As my life fell apart, God had a plan to pick up the pieces and put me back together with a new heart for him. My unraveling would include an eating disorder, filing for divorce, two visits to my gynecologist for STD/ AIDS testing, and enough tears to fill a large bucket.

My husband’s addiction was spiraling out of control. Life was filled with daily fears and disappointments. While cocaine was his drug of choice for a couple of years, he also used gambling, pills, and women to fill the bottomless hole in his heart. He missed performances at school, acted crazy at sporting events, and spent almost all the money we had. I constantly reminded myself that addiction was a disease and that he wasn’t intentionally trying to ruin my life. I also clung to that vow that I wouldn’t be the one to destroy our family even though I knew in my heart that only an insane person would stay in this situation. I wasn’t crazy. I was tough, and I had been taught how to endure this marriage. It would take many years and lots of hard work to break down the tough-girl facade I had created and to bust up the wall I had built around my broken heart.

My recovery continued to progress as I attended Al-Anon, joined grief and process groups, went to individual therapy, and dug into books and literature about recovery and how to live in a new and authentic way. I also opened my heart to new friends and became vulnerable with my story and the secrets I had kept for so long. My husband’s recovery ebbed and flowed, and his arrest finally landed him in a program that literally saved his life.

My husband’s recovery program was miraculous. The program was led by men who loved God. They had dedicated their lives to helping men uncover the pain that had opened the door to addiction. They taught men how to live an authentic and honorable life. They taught them how to start living life fully. Over the next few months, I would learn many truths about my husband’s life. I would sit for hours and talk with him, cry with him, and slowly start to forgive him. Our recovery as a family was starting, and it wasn’t my vow that caused me to stay but a change of heart that could come only from the amazing grace of God.

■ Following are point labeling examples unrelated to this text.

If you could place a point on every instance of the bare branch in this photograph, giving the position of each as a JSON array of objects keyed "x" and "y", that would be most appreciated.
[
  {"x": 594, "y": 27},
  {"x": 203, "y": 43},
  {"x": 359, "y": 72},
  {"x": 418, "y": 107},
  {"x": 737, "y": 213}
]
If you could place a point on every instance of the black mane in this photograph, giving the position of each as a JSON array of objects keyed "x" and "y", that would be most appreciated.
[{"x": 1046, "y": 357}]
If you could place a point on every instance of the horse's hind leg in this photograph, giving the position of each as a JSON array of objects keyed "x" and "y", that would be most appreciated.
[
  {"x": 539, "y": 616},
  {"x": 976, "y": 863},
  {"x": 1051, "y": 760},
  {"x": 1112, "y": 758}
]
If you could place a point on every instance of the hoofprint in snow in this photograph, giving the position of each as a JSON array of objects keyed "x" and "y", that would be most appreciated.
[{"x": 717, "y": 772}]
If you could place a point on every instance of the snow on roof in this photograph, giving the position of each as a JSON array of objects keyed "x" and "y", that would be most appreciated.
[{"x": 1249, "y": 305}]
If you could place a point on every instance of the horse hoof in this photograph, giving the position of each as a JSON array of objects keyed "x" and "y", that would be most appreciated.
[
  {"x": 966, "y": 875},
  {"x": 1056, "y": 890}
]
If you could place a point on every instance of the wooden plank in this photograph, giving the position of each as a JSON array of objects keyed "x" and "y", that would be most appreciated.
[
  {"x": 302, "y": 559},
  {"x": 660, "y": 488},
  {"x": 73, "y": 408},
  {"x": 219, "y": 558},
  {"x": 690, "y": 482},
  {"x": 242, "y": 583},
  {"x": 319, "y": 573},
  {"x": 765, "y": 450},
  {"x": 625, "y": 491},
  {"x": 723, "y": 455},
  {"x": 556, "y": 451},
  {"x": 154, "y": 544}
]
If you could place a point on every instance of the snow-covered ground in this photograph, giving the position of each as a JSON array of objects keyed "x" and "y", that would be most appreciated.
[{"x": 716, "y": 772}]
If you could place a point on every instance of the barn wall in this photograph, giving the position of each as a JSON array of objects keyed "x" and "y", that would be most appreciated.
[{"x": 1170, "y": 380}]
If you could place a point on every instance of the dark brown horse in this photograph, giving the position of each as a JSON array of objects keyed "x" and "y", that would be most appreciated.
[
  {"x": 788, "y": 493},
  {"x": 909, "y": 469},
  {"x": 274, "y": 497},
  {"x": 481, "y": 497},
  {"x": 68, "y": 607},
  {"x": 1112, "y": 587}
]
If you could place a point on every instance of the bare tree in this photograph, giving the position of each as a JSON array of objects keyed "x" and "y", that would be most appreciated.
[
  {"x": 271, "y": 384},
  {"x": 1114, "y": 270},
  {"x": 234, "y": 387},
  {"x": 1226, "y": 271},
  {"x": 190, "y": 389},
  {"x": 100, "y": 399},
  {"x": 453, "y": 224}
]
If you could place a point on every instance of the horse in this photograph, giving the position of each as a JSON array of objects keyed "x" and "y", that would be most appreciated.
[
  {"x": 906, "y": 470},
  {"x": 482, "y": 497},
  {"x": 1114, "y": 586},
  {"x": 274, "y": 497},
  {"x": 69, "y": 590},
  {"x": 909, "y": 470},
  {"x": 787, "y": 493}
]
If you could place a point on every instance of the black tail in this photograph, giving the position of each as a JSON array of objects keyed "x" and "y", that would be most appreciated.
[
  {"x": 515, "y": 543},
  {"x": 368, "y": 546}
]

I am full of gratitude today. As crazy as it sounds, I’m grateful for my story. At times it was not a story but a nightmare, but without it, I wouldn’t be who I am today. I’m a devoted wife of more than two decades, a good enough mother, a faithful friend, a loving daughter and sister, and a woman in recovery. A year and a half after my husband got sober, I fell apart. The boulder I had been carrying finally broke my back. God blessed me with a new therapist who helped me define every broken piece of my heart and accompanied God with the rebuild. I had no choice but to continue to dig deep, trust others, and keep talking. The Swiss psychiatrist Carl Jung said, “Who looks inside, awakes.” My husband’s addiction put me in a place where I had to look inside, and today I am grateful to be awake.